Ruby, la Procura rischia lo stop

La richiesta di giudizio immediato per il Cavaliere era prevista per lunedì scorso. Poi un primo rinvio. Ieri il nuovo annuncio: "Se ne parla
lunedì prossimo". I pm vorrebbero un processo a botta calda sotto i riflettori di tutto il mondo. Eppure la
richiesta non è ancora partita. Pesa il ricordo del 2004: l'istanza di andare subito a processo fu bocciata

Era prevista per lunedì scorso. Poi un primo rinvio: «La firmeremo entro la fine di questa settimana». Ieri il nuovo annuncio: «Se ne parla lunedì prossimo». Il tema è sempre lo stesso: la richiesta di giudizio immediato per Silvio Berlusconi, il presidente del Consiglio che la Procura milanese vuole processare per concussione e per utilizzo della prostituzione minorile. Fin dal 14 gennaio, il giorno del clamoroso invito a comparire notificato al presidente del Consiglio, la Procura aveva reso noti i suoi piani: saltare l’udienza preliminare, separare la sorte del Cavaliere da quella dei suoi coimputati, portare il solo Berlusconi a processo nel giro di una manciata settimane per il suo ruolo nel «Rubygate».

Mossa potenzialmente devastante: un processo a botta calda, nel pieno della campagna elettorale delle amministrative, sotto i riflettori di tutto il mondo. Eppure la richiesta di giudizio non è ancora partita. Ritardi tecnici, per la grande massa di atti da fotocopiare e mandare al giudice? Non solo. Al momento di tirare le somme, il procuratore Edmondo Bruti Liberati e i suoi pm si sono trovati di fronte una serie di ostacoli non trascurabili. Ufficialmente, non c’è nessuna marcia indietro. Ma il clima teso che si respirava ieri in Procura era, probabilmente, il segno di una riflessione ancora tutta aperta.
Il codice prevede che per il giudizio immediato ci sia l’«evidenza della prova». Su questo punto i pm milanesi sono convinti di avere solidi argomenti da sottoporre al giudice preliminare Cristina Di Censo: anche se nella storia della Procura esiste un precedente sgradevole, quello del giudizio immediato per lo scandalo Parmalat, clamorosamente rifiutato dal giudice Piffer nel 2004. Ma nelle ultime ore è emerso un aspetto finora trascurato, perché i pm si sono accorti che dei due reati contestati a Berlusconi solo la concussione è ammessa dalla legge al giudizio immediato. Certo, si può provare a sostenere che anche il reato di prostituzione minorile debba seguire la sorte del reato più grave. Ma il rischio di una bocciatura c’è. Tanto che ieri si è discusso persino della possibilità di chiedere il processo a Berlusconi solo per la concussione, trasformando il «Rubygate» in uno spezzatino giudiziario senza precedenti. La sensazione è che stiano entrando in rotta di collisione due esigenze della Procura: quella di un processo esemplare anche nella sua rapidità, e quella di evitare passi falsi. «Decideremo nelle prossime ore», fanno sapere ora dal quarto piano del palazzo di giustizia.

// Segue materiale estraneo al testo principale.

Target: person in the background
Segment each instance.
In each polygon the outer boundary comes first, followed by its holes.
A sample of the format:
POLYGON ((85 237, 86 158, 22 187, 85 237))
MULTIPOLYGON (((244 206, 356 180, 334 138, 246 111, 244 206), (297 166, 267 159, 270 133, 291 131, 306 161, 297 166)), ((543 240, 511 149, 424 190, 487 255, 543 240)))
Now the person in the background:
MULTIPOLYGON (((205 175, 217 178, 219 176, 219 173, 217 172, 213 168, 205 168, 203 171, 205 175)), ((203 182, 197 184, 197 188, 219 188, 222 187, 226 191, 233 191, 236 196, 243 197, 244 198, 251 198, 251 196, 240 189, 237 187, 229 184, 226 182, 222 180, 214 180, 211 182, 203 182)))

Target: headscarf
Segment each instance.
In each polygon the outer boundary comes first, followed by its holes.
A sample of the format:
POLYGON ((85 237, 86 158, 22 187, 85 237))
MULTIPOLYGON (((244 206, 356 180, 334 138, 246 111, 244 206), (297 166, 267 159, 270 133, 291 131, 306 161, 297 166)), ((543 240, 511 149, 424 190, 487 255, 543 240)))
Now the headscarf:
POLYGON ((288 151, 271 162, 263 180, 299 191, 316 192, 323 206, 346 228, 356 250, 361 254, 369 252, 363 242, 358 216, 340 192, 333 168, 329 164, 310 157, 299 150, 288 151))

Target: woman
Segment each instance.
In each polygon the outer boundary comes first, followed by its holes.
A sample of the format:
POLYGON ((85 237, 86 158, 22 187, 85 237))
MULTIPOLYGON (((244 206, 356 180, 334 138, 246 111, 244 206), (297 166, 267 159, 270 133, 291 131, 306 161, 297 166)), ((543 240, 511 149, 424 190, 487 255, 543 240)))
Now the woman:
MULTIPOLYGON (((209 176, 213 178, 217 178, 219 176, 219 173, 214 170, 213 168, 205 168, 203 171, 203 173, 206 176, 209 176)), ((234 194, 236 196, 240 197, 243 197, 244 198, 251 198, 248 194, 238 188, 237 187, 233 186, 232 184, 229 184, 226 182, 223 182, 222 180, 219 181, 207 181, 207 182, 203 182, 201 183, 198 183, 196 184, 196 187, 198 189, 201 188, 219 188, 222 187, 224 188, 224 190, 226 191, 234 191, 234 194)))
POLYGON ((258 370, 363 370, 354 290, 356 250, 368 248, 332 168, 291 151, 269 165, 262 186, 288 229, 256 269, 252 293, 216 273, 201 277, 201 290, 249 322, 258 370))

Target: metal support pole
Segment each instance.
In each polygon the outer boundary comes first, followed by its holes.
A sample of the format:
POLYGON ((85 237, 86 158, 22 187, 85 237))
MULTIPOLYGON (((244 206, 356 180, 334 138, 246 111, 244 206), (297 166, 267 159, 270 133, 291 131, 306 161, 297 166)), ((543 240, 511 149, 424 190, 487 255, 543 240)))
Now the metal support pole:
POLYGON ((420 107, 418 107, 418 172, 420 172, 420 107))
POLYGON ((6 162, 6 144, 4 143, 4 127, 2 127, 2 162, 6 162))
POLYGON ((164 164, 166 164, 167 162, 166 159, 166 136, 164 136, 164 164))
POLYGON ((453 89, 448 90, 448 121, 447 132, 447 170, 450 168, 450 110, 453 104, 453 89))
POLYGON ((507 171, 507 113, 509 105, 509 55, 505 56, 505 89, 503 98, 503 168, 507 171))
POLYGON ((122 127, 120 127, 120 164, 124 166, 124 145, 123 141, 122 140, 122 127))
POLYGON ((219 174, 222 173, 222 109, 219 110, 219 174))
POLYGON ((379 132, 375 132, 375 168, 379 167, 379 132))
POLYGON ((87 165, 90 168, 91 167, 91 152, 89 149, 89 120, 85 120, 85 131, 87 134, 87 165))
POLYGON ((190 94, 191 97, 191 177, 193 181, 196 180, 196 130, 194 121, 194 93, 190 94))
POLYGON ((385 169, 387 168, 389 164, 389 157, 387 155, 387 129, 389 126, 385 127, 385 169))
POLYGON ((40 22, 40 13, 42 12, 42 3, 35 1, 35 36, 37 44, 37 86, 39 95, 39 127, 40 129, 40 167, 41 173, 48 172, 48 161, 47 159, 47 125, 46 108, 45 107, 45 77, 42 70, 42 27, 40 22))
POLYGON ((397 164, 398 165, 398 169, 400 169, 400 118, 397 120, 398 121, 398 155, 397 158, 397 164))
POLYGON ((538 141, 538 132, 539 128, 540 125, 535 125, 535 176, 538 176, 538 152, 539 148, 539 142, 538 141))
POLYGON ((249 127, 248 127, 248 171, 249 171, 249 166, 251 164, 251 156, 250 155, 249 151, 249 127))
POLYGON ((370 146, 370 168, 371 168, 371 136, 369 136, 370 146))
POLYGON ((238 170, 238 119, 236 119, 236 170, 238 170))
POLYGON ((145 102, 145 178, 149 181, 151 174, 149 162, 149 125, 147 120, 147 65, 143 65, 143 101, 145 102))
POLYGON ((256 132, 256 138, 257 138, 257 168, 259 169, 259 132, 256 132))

Nel frattempo vengono smentite le ipotesi, avanzate tra gli altri dal deputato Luca Barbareschi, secondo cui esisterebbero delle immagini scottanti delle feste di Arcore: scattate non dai cellulari delle giovani ospiti, bensì da apparecchiature sofisticate in uso ai servizi segreti. «Non abbiamo niente del genere», dice una fonte vicina agli inquirenti. E viene smentita anche l’esistenza di nuove clamorose «pentite» dell’inchiesta, le cui dichiarazioni la Procura si appresterebbe ad allegare agli atti d’accusa. Quando, in un modo o nell’altro, il fascicolo verrà chiuso e reso noto, non dovrebbe insomma riservare sorprese oltre a quanto già finito in questi giorni sui giornali: unico boccone ghiotto, gli interrogatori integrali di Kharima el Mahroug, alias Ruby Rubacuori. Ma il succo delle dichiarazioni della diciottenne magrebina è già abbastanza noto: «Mai fatto sesso con Silvio Berlusconi».